International Fund Internation  vs.  Lazard International Strategic

 Performance 
       Timeline  
International Fund 

Risk-Adjusted Performance

3 of 100

 
Weak
 
Strong
Insignificant
Compared to the overall equity markets, risk-adjusted returns on investments in International Fund International are ranked lower than 3 (%) of all funds and portfolios of funds over the last 90 days. In spite of fairly strong forward-looking indicators, International Fund is not utilizing all of its potentials. The current stock price disturbance, may contribute to short-term losses for the investors.
Lazard International 

Risk-Adjusted Performance

0 of 100

 
Weak
 
Strong
Very Weak
Over the last 90 days Lazard International Strategic has generated negative risk-adjusted returns adding no value to fund investors. In spite of fairly strong basic indicators, Lazard International is not utilizing all of its potentials. The current stock price disturbance, may contribute to short-term losses for the investors.

International Fund and Lazard International Volatility Contrast

   Predicted Return Density   
       Returns  

Pair Trading with International Fund and Lazard International

The main advantage of trading using opposite International Fund and Lazard International positions is that it hedges away some unsystematic risk.

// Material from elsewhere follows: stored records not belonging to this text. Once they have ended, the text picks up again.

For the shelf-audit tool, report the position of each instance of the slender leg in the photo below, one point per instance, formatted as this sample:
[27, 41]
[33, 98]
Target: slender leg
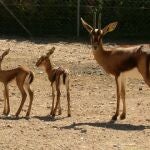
[31, 100]
[57, 102]
[53, 99]
[59, 109]
[118, 98]
[24, 95]
[68, 98]
[7, 99]
[5, 103]
[123, 115]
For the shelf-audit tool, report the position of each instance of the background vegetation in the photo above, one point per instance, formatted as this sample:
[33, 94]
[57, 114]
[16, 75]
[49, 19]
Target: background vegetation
[59, 17]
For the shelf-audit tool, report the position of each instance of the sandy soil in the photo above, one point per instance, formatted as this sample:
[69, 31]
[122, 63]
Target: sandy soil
[93, 101]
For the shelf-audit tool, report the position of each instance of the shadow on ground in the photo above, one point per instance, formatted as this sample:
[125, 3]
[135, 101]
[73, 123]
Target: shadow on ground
[109, 125]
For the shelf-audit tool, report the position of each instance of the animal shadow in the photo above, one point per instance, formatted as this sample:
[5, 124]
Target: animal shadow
[48, 118]
[109, 125]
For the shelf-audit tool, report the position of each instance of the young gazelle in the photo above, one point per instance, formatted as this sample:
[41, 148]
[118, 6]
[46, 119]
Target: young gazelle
[23, 78]
[57, 76]
[119, 62]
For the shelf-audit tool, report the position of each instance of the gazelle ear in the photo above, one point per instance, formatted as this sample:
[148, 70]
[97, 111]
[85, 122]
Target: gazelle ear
[51, 51]
[86, 26]
[5, 53]
[110, 27]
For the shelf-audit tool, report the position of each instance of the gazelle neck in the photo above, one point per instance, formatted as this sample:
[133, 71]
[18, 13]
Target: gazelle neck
[48, 66]
[100, 54]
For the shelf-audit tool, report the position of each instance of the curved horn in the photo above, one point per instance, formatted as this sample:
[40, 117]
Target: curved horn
[51, 51]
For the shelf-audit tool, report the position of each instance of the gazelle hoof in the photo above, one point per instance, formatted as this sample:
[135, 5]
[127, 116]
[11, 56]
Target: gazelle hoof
[114, 117]
[69, 115]
[123, 116]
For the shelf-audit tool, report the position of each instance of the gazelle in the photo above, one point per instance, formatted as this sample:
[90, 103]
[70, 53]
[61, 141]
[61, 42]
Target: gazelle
[57, 76]
[118, 62]
[23, 77]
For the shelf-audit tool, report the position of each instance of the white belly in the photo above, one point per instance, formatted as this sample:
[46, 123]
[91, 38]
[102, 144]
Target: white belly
[134, 73]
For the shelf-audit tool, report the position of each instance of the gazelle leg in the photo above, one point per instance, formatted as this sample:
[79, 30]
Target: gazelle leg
[7, 105]
[59, 108]
[24, 95]
[68, 98]
[53, 100]
[31, 100]
[118, 98]
[123, 115]
[57, 102]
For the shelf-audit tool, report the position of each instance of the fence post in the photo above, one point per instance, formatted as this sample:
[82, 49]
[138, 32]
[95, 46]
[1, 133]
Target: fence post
[94, 19]
[78, 18]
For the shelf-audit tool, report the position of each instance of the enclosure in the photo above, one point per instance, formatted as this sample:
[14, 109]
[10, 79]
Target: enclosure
[93, 92]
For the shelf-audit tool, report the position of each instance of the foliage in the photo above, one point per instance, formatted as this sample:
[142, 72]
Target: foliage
[49, 17]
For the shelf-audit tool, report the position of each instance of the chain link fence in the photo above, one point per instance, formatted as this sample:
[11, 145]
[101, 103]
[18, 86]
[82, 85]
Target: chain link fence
[59, 17]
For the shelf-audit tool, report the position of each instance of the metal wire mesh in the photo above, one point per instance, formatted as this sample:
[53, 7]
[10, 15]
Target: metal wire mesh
[59, 17]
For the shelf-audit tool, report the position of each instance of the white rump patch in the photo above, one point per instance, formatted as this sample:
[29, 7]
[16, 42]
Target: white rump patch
[127, 48]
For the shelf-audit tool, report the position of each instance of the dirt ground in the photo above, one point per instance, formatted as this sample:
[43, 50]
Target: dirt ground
[93, 102]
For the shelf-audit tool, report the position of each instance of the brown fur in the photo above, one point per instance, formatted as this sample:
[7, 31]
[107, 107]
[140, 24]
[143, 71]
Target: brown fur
[117, 62]
[54, 75]
[20, 74]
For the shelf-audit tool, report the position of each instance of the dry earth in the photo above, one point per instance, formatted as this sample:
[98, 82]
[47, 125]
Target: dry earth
[93, 100]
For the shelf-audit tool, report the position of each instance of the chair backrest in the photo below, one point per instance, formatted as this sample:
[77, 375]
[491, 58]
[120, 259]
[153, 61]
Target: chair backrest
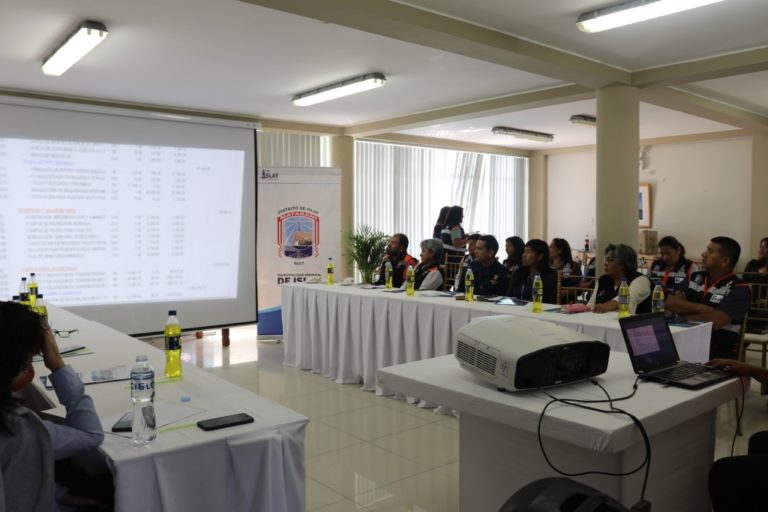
[757, 316]
[580, 293]
[452, 264]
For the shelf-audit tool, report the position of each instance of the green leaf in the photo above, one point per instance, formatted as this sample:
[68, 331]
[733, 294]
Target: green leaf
[367, 247]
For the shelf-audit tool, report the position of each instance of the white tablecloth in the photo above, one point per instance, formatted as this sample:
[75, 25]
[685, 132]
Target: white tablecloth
[347, 333]
[499, 445]
[253, 467]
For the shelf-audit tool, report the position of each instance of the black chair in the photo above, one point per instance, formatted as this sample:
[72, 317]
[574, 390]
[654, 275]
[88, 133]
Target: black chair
[560, 495]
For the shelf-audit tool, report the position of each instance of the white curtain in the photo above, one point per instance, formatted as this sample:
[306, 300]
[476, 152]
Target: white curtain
[279, 149]
[402, 188]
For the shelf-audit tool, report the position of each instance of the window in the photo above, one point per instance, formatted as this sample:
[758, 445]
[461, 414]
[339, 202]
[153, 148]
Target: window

Because of two separate transactions, even if International Fund position performs unexpectedly, Lazard International can make up some of the losses. Pair trading also minimizes risk from directional movements in the market. For example, if an entire industry or sector drops because of unexpected headlines, the short position in Lazard International will offset losses from the drop in Lazard International's long position.
The idea behind International Fund International and Lazard International Strategic pairs trading is to make the combined position market-neutral, meaning the overall market's direction will not affect its win or loss (or potential downside or upside). This can be achieved by designing a pairs trade with two highly correlated stocks or equities that operate in a similar space or sector, making it possible to obtain profits through simple and relatively low-risk investment.
Check out your portfolio center.
Note that this page's information should be used as a complementary analysis to find the right mix of equity instruments to add to your existing portfolios or create a brand new portfolio. You can also try the Portfolio Diagnostics module to use generated alerts and portfolio events aggregator to diagnose current holdings.